Clouds moving behind the
Branched calligraphy of chlorophyll deficiency,
I move at the same pace.
An hour dimly glows surrounding arrival.
8:30 is as good as the remains of any
other hour as any for anything, for analysis,
for parallel lines and ninety-degree angles,
This is a door. I imagine. I deduct.
The door is gone and
What we are looking
At is just the frame, against a wall
In the appropriate context,
Framing wall scuffs and indentations,
To be read like hieroglyphs,
Accidental, unintentional hieroglyphs
But no one says a word;
Cell phones on silent.
All attention directed towards
The city in cubicles of rain-gray October
And quiet. The way cities should never be.
It is awkward, so awkward to be
Calling this flashlight a candle
But I need to imagine better lighting
For recalling things that no one else remembers.
*
I am just observing,
He calculates the volume of raindrops,
As imagined by the galaxies of speckles
Left on dusty windowpanes.
The shore under his feet,
the water he believes
was reincarnated as raindrops.
I had woken up facing a cathedral,
Whatever that means, in terms of serial dreams,
In terms of doorframes
and window glass suspended by roots of
dead language growing from the crust of the earth.
He sits there on the shore also waiting for the windows to reverse
Themselves back to sand. His feet are cut by shards of shell and
Broken window glass.
In December, wet hair freezes and the morning is more urgent.
I can hardly exhale conversation in the freezing rain.
As children, my cousins and I cut earthworms and watched
The section containing the central nerve bundle
Slink away, and we turn away,
Ignorant of the earthworm section’s
impending death due to stress or blood-loss.

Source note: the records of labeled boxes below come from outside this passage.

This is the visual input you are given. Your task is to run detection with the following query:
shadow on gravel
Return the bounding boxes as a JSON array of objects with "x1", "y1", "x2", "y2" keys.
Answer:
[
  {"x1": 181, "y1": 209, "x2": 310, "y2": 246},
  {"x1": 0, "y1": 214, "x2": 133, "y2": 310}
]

I tell the excavator and he tells of a great myth,
In which all of the water returned by way of the eyes.
Picking at the scab was an anxiety to feel new again.

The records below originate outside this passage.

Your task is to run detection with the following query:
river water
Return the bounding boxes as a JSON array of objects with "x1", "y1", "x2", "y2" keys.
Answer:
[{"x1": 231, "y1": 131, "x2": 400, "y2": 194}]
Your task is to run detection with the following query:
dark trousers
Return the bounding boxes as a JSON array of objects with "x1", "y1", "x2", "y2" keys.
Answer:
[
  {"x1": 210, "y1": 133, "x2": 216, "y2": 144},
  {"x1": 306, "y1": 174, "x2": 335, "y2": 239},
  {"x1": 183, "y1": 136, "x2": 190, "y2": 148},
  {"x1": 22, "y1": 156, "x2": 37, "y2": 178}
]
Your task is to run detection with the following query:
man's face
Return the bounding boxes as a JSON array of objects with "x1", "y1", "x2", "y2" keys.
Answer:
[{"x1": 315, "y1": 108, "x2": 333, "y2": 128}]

The policies of healing are obsolete when time is measured in teaspoons,
And time is all of the oceans.
I tell the excavator and he tells of a great myth
In which all of time was returned by the way of eyes.
But I need to hear it from someone else.
*
It is nearly March.
On the corner,
By coincidence,
I find you there.
I can hardly exhale conversation in the freezing rain.
I can hardly exhume thoughts.
You exhale conversation,
Freezing rain falls like eloquent gemstones hitting your words.
We walk a street with Potholes like pores,
Concrete of museum construction is color balanced with the sky.
You, a best known stranger,
Turn to me and remark,
“look at what is left of the season and how
it is the same as what came to begin.”